Monday, May 7, 2007

Parasite's Going to the Clink


As first reported by TMZ.COM last week, Paris Hilton was sentenced to 45 days in jail. No if's, and's, or but's about it. No house arrest, no suspended sentence, instead she'll be heading to the clink in less than a month.

A Los Angeles County Superior Court judge has sentenced Paris Hilton to 45 days in L.A. County jail for violating her probation in a reckless driving case. Judge Michael T. Sauer handed down the harsh sentence, telling Paris she will not be allowed work release, furloughs, use of an alternative jail or electronic monitoring in lieu of jail. She must do the time! An emotional Paris, with tears welling up in her eyes, told the judge moments before the decision "I'm sorry, I'm sorry." Witnesses inside the courtroom say that Paris' parent, Rick and Kathy Hilton, were both visibly upset as the sentence was handed down. Kathy, we're told, was especially distraught. Paris will serve her sentence at the Century Regional Detention Facility (CRDF). She will begin her sentence on June 5."
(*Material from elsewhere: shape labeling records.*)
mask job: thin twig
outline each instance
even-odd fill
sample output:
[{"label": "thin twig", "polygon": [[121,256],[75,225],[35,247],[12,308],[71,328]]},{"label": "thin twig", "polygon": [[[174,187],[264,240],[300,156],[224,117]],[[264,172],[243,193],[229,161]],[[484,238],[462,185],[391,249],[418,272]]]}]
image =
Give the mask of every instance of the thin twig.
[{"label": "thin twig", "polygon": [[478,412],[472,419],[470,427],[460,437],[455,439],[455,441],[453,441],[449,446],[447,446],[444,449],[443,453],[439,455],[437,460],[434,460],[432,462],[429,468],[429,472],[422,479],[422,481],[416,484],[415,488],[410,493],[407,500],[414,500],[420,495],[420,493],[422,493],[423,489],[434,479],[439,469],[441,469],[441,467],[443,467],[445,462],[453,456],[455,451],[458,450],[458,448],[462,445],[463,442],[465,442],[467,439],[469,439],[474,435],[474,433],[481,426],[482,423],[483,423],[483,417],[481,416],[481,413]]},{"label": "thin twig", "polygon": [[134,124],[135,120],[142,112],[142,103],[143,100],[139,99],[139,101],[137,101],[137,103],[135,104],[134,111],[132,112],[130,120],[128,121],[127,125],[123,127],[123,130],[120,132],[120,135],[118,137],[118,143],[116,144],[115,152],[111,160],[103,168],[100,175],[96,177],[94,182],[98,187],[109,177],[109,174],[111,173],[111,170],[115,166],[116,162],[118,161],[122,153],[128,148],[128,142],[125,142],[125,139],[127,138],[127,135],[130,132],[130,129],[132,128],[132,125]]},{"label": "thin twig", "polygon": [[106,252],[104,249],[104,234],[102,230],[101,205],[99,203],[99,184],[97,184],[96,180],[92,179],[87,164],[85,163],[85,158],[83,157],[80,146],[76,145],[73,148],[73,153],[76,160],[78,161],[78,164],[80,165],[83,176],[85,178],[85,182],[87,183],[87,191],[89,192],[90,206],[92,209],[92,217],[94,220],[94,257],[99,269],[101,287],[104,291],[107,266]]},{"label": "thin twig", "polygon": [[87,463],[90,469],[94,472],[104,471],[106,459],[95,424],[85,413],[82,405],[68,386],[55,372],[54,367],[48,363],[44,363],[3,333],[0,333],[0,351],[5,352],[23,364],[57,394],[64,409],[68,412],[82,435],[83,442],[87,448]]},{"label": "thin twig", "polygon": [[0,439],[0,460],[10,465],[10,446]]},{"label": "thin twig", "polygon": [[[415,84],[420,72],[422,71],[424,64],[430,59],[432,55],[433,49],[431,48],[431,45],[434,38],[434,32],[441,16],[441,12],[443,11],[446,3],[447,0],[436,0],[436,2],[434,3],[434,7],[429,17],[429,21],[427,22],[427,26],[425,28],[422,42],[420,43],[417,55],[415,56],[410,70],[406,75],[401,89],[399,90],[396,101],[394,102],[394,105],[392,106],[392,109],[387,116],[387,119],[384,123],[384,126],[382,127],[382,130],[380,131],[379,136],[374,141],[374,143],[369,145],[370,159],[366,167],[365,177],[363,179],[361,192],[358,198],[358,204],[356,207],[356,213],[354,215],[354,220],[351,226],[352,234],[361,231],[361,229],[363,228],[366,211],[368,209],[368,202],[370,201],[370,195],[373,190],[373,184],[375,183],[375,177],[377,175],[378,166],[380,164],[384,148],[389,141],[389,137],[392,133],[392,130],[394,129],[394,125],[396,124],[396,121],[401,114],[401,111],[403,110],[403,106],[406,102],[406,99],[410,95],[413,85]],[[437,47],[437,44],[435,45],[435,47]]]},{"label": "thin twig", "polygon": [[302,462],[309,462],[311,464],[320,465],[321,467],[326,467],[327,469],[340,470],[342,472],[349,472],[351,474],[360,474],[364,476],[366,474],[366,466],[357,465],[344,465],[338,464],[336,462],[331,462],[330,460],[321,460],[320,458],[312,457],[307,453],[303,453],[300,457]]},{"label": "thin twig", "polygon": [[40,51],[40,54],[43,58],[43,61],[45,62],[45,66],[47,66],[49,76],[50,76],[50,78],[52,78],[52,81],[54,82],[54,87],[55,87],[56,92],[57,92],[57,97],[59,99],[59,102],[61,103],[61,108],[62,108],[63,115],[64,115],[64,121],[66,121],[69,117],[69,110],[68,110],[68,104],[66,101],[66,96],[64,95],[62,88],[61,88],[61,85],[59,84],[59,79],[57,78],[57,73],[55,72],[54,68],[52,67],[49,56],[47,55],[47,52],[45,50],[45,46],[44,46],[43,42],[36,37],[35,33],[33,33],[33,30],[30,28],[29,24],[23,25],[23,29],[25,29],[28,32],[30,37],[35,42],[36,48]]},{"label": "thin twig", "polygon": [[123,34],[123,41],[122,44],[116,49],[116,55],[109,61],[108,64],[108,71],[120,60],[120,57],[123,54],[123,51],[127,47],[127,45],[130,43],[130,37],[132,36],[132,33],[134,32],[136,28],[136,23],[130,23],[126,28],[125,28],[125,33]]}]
Wow. I'm speechless. This whore is finally gonna get to live like a common folk. No amount of money can change the judge's decision....hahahahahaha. This is awesome. Unless she just stays in her cell, or smuggles in bundles of cash to pay people off.....Paris is going to get the crap kicked out of her by tons of butch's and gangsta b*tches. That's sick. They should keep a camera focused on her underwear-less body 24 hours a day for a reality TV show....like they did in that movie "Ed." I can't stand this stuck up skank. She is an absolute retard, and thinks she can do whatever she wants because she has boatloads of money. Guess what you douchebag....for 45 days, you're going to lose your freedom. No cell phones, money, booze, casual unprotected sex (with men), Ferraris, Porches, Range Rovers, tank tops, thongs, lip gloss, and whatever else your cu*ty self needs on a daily basis. Have fun in the clink while everyone else enjoys a summer without seeing your lazy eye all over the tabloids and TV. Thank you God. Thank you.

All that being said, I'd still totally do her. What? Maybe I wouldn't use a rubber. It would be like winning the lottery knocking her up. No?